Wilfred M. McClay has a great article in the June/July issue of First Things celebrating the republication of Sir Patrick Leigh Fermor's 1957 account of monastic life, A Time to Keep Silence. "That such a book would emerge from Fermor," says McClay, "seems about as likely as Teddy Roosevelt's producing a cookbook for vegans." Fermor was a larger-than-life figure. He fought heroically against the Nazis, parachuting into occupied Crete in 1942 in order to work for two years as a resistance organizer, living in the mountains disguised as a shepherd. He is best remembered, says McClay, for masterminding the daring 1944 operation capturing the island's German military commander. Disguised in the uniform of a German corporal, he managed to abscond with his prisoner in a hijacked staff car through fourteen checkpoints before smuggling him by boat to Cairo.

Nothing about this background would suggest a remote interest in anything like monasticism. Fermor entered the Abbey of St. Wandrille, one of the oldest and most beautiful Benedictine abbeys in France, not as a pilgrim or because of any spiritual longing of which he was aware, but on the recommendation of a friend who thought it might be a quiet and inexpensive retreat for him to work on his book.

What follows are three paragraphs I've extracted from McClay's article that reveal two incommensurable perspectives upon Fermor's entry into the abbey:
At first, the plan appears to have been a bad idea. No sooner did he settle in than a mood of unbearable loneliness fell on him "like a hammer-stroke." The place seemed to him "an enormous tomb, a necropolis of which I was the only living inhabitant." Eyeing the monks as they glided into the cloisters for vespers, their bodies concealed beneath voluminous gowns and their faces nearly hidden in the tunnels of their pointed black hoods, Fermor thought they looked "desperately sad," their skin "preternaturally pale, some of them nearly green," their faces at once haggard and smooth, with never a smile or a frown crossing their lips, eyes always downcast, no emotion visible other than an occasional flash of what looked like melancholy. In their presence, he writes, "I had a sensation of the temperature of life falling to zero, the blood running every second thinner and slower as if the heart might in the end imperceptibly stop beating." Back in his cell, overcome with gloom, he downed a flask of Calvados and brooded.

After some days, though, these feelings imperceptibly slipped away, gradually replaced by respect for what these monks were doing with their lives. Only someone who has lived in a monastery, Fermor argues, can grasp "its staggering difference from the ordinary life that we lead." The two ways of life "do not share a single attribute." The period of adjustment can be painful, but he soon came to see the abbey as "the reverse of a tomb," as his unnamed inner torments released their grip and the monks became real people to him -- lively and highly educated men who, far from being feeble and emaciated escapists, were living in "a state of white-hot conviction and striving to which their is never a holiday."
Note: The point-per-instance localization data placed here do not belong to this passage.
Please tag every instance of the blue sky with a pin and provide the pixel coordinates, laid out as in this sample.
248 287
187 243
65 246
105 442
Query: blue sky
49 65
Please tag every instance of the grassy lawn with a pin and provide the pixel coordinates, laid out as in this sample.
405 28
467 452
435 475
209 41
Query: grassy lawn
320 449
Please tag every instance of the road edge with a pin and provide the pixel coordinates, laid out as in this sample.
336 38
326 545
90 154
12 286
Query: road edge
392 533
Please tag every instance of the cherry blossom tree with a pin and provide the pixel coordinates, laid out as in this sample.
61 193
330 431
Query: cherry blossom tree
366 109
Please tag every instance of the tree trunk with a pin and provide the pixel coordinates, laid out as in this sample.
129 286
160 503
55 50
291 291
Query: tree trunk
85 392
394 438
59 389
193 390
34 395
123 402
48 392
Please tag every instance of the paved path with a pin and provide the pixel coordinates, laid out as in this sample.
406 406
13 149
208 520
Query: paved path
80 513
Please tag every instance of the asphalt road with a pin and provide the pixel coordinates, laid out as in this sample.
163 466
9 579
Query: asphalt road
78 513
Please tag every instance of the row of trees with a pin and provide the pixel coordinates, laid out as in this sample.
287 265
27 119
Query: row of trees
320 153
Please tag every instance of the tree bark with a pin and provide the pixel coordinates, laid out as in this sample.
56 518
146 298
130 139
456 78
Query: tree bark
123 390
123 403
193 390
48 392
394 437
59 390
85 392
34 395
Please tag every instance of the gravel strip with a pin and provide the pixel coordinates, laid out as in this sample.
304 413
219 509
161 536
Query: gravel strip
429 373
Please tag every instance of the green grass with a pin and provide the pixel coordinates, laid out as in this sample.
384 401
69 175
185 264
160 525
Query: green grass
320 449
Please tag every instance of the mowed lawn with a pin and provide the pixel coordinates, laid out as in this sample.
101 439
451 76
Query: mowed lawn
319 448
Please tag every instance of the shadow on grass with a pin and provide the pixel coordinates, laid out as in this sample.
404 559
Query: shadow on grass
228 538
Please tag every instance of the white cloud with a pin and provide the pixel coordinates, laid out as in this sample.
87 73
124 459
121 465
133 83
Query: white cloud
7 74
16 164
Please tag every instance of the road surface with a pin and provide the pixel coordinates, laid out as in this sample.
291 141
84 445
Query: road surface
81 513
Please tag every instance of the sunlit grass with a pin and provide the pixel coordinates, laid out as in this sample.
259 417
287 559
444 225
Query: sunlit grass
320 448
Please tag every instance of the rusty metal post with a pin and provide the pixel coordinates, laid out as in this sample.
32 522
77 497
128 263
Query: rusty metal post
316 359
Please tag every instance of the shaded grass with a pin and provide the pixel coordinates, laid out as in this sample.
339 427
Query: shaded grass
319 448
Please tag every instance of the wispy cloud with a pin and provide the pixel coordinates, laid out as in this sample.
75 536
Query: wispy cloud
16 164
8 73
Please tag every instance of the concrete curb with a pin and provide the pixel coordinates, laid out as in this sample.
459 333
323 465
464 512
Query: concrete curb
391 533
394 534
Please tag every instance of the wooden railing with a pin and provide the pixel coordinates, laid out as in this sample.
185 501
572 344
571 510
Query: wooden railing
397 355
Their devotion to prayer and worship, their keen interest in science and humanistic learning, the graceful buildings and peaceful grounds they assiduously maintained: All of these, far from being signs of fearful withdrawal, were the distinguishing marks of civilization itself. In the end, he concluded, it was he and not the monks who was the escapist."
The incommensurability of these two perspectives on monastic life, which Fermor personally lived through, strike me as fascinatingly similar to the transformation of perspectives undergone in a religious conversion. Ludwig Wittgenstein liked to use the image of the "duck-rabbit" to show that the same data, viewed in two different ways, can yield completely different interpretations. All McClay says here is that after some days, Fermor's initial "feelings imperceptibly slipped away, gradually replaced by respect for what these monks were doing with their lives." This is the part that interests me: what happened during those few days when Fermor underwent this transformation. There is no algorithm for executing this transformation? It's a wonderfully mysterious process that requires a disposition of openness and receptivity, to see what is there (the data) with new eyes under the transforming influence of grace.